NEWSWEEK often resembles a family of smart people who sharply disagree with one another. In this issue, Robert J. Samuelson (or "Sam," as he is known to his colleagues) takes exception to last week's cover story on global warming. To him, our story was an "object lesson of how viewing the world as 'good guys vs. bad guys' can lead to a vast oversimplification of a very messy story." He adds: "Global warming has clearly occurred; the hard question is what to do about it."
That is the question, but the point of the cover story stands, for the question of what to do about global warming is made more difficult when influential voices from talk radio to Capitol Hill speak as though global warming is, in Rush Limbaugh's term, a "hoax." (Sam says he does not question the scientific consensus that warming is a serious concern.) Whether we have the will or the technology to prevent the ill effects of global warming deserves serious debate; we wrote last week that the next round will center on "what Americans are willing to pay and do to stave off the worst of global warming. So far the answer seems to be, not much." Sam argues that solutions are elusive in any case. Perhaps, but that observation is unconnected to the cover's central argument that interests skeptical about global warming have waged a long battle against the scientific consensus that the world is getting warmer because of the emission of greenhouse gases linked to human activity. Such doubts make it harder than it ought to be to create a national context in which possible solutions can be debated responsibly and soberly.

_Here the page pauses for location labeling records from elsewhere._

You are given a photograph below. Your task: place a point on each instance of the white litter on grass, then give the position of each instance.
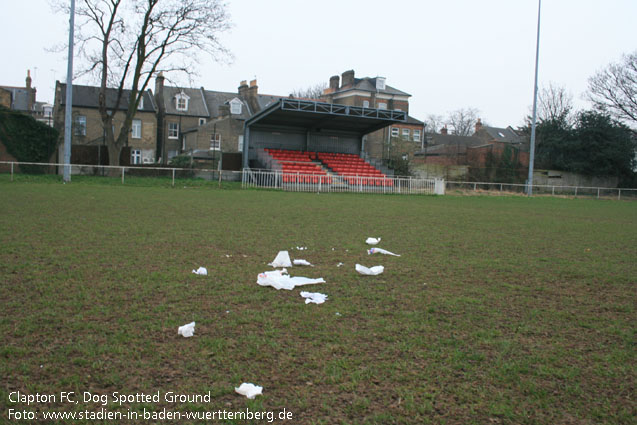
(187, 330)
(380, 251)
(371, 271)
(279, 279)
(314, 297)
(282, 259)
(249, 390)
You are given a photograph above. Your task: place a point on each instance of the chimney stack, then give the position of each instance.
(334, 82)
(252, 90)
(243, 88)
(478, 125)
(30, 92)
(347, 78)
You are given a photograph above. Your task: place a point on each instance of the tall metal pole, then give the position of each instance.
(534, 119)
(69, 99)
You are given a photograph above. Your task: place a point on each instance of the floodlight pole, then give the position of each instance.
(534, 119)
(69, 99)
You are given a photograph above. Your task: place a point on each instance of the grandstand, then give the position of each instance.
(315, 142)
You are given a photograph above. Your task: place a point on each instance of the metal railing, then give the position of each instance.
(547, 190)
(300, 182)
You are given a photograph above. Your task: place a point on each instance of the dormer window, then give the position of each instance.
(181, 101)
(235, 106)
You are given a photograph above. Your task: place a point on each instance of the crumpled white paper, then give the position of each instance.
(201, 270)
(380, 251)
(314, 297)
(371, 271)
(279, 279)
(249, 390)
(187, 330)
(282, 259)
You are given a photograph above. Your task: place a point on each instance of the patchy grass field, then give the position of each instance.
(500, 309)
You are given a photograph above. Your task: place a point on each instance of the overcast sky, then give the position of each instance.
(447, 54)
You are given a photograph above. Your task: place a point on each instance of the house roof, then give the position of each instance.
(215, 99)
(19, 97)
(88, 97)
(196, 104)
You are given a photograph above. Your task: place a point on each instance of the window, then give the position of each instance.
(136, 156)
(235, 106)
(215, 142)
(137, 129)
(181, 101)
(173, 130)
(80, 125)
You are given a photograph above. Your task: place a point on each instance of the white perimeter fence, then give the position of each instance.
(254, 178)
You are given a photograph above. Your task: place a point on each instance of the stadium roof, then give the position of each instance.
(313, 115)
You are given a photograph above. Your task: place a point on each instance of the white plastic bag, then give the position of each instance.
(314, 297)
(282, 259)
(249, 390)
(187, 330)
(279, 279)
(371, 271)
(380, 251)
(201, 271)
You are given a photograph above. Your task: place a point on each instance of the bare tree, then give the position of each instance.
(463, 121)
(614, 89)
(311, 92)
(124, 43)
(434, 123)
(554, 104)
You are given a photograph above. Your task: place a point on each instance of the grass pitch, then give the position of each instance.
(500, 309)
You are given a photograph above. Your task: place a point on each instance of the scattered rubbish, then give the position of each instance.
(187, 330)
(279, 279)
(249, 390)
(282, 259)
(314, 297)
(371, 271)
(381, 251)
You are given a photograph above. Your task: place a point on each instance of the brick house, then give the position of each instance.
(88, 129)
(369, 92)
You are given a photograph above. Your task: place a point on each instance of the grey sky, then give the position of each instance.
(447, 54)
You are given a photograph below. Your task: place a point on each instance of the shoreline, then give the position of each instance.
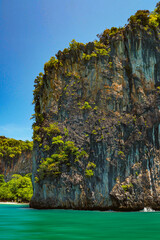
(14, 203)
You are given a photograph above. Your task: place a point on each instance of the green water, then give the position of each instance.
(19, 222)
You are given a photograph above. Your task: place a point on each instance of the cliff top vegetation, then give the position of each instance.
(11, 148)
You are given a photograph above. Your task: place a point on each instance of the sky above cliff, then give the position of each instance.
(31, 31)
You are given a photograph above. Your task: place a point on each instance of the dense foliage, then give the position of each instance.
(58, 153)
(10, 148)
(18, 189)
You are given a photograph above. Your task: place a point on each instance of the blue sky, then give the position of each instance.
(31, 31)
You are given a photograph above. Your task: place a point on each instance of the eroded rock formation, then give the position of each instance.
(97, 132)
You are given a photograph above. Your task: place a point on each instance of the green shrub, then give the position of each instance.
(89, 172)
(53, 129)
(10, 148)
(18, 189)
(86, 106)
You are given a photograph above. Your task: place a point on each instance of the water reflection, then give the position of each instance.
(21, 222)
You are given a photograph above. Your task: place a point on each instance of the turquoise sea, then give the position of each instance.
(19, 222)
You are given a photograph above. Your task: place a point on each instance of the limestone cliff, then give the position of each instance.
(15, 157)
(97, 132)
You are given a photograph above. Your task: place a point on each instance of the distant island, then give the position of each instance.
(15, 170)
(96, 135)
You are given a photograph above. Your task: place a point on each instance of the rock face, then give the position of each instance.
(103, 98)
(15, 157)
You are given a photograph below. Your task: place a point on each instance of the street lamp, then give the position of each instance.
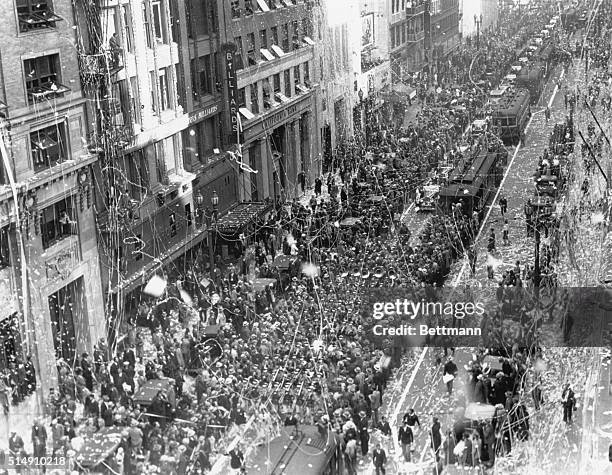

One point on a question of fact. Sam writes that we implied ExxonMobil "used a think tank to pay academics to criticize global-warming science" and says "this accusation was long ago discredited." The episode began in February, when the Intergovernmental Panel on Climate Change reported that "warming of the climate system is unequivocal." On the day the report was published, The Guardian, a British newspaper, wrote that the American Enterprise Institute was an "ExxonMobil-funded think tank," which it is not. ExxonMobil was a contributor, among many others, to AEI, which sought scholars to research and write critiques of the IPCC. (And the think tank offered a $10,000 honorarium to scientists who might accept.) Did ExxonMobil commission such work? No, and we did not say it did. When The Guardian first reported the story, AEI said the payment had been misrepresented as "essentially a bribe" from Exxon, which the proposed payments certainly were not, and we did not say they were.
Debates like the one in our pages are bracing and can be useful. "Dissent," Sam writes, "is, or should be, the lifeblood of a free society." On that, at least, we wholeheartedly agree.